Generally speaking, this happens because the first step [toward whatever you know that you should do] is too big for your nervous system to allow you to take. You can solve that with a structured version of self-administered exposure therapy that teaches your nervous system to stop doing that.
There's a great handout on the topic from the University of Michigan here: https://medicine.umich.edu/sites/default/files/content/downloads/Exposure-and-Desensitization.pdf
For example, suppose you're having trouble bringing yourself to approach. Write down a list of a few things that are "in the direction of" approaching, and score them from 1 to 10 (with 10 as the highest level of anxiety) in terms of how anxiety-inducing they are. Maybe this is what you come up with for the sake of the example:
You take the things you came up with, and you order them based on how much anxiety they give you:
That list becomes your training program. Now you have a new thing to do (imagining approaching a girl) that you feel more confident with that you feel better about doing because your nervous system isn't freaking the fuck out when you think about doing it. So you practice that thing a few times a day for a few days until you get bored with it, which means your anxiety for that task has fallen to a trivial level. Then you move on to the next one.
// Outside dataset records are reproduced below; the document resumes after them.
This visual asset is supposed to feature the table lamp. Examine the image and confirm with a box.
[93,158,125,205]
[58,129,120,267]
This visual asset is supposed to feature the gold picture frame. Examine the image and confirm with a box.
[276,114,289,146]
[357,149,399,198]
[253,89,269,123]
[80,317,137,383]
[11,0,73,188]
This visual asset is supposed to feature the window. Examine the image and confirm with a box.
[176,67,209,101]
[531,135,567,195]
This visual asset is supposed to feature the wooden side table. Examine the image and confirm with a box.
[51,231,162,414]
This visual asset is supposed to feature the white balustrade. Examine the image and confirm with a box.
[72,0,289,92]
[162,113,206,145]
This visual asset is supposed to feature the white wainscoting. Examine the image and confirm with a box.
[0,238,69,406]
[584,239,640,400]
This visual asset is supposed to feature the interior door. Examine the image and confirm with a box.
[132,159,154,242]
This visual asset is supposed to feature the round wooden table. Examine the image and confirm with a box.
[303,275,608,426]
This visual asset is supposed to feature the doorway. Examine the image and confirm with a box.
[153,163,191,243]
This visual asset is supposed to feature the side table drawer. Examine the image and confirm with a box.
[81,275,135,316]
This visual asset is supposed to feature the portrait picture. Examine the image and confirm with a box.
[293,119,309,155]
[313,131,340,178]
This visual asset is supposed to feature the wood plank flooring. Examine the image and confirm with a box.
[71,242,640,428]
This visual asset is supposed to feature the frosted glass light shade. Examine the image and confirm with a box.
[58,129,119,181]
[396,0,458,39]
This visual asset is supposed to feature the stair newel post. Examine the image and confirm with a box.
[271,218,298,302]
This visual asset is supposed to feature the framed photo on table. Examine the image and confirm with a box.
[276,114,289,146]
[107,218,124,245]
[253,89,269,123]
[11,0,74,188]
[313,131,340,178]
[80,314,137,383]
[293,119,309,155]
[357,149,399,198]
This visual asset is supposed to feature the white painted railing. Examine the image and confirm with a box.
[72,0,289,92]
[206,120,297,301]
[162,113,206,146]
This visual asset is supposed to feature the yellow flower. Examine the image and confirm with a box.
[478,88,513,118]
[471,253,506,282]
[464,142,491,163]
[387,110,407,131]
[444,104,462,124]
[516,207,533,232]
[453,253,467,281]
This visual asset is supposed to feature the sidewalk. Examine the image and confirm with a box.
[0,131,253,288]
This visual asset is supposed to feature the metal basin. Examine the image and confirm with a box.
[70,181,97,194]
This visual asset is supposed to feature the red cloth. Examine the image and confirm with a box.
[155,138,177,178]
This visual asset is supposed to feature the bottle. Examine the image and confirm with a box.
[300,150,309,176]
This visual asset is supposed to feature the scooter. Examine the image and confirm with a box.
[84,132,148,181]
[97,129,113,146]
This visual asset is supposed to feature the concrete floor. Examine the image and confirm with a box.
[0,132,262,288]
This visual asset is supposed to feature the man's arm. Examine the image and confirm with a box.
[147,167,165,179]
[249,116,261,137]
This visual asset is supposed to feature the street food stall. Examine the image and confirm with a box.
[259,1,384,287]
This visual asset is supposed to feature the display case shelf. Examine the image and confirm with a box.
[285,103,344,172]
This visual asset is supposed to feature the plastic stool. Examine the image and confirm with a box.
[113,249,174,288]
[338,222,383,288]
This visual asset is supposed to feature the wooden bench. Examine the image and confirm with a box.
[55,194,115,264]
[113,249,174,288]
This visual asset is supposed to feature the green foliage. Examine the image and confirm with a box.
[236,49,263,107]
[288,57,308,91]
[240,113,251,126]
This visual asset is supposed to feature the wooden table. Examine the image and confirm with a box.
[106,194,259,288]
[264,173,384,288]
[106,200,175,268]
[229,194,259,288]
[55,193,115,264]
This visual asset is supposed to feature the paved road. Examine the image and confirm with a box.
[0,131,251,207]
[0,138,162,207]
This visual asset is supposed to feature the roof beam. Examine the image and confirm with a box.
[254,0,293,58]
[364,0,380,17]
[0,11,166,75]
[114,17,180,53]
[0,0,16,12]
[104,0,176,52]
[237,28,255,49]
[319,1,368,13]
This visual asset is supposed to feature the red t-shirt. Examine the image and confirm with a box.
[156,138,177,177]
So in this example, you start approaching old men to ask what time it is. You keep practicing doing that a few times a day each time until you get bored with that one too. Then it's on to the next one, and you repeat.
Overall, you make a list like this for each thing that you're trying to do that you can't bring yourself to do. You start at the first step for each thing, practice it until you get bored and just repeat the process on down the line. This systematically trains your nervous system to stop making you freeze up when you go to do the things you want to do.
Have at it.
[deleted] 4y ago
[--removed--]
kingofthecastle 4y ago
Look your 26, at least your realize this now instead of when your 36.
When it comes to taking risks it all comes down to the end goal. Do you want an abundance of women? Cold approach and practice your game. Do you want to be successful? Build a business based on your purpose. Do you want a bigger social circle? Go out and meet people (especially at functions).
Also this all comes down to mentality, you beat yourself up because of the past while you could've prepared yourself for the future. You didn't approach that girl you liked? Approach next time. You wanted to express your opinion on something but withheld it out of fear of judgement? Speak up next time. Learn not be afraid of the result, just embrace it and move on.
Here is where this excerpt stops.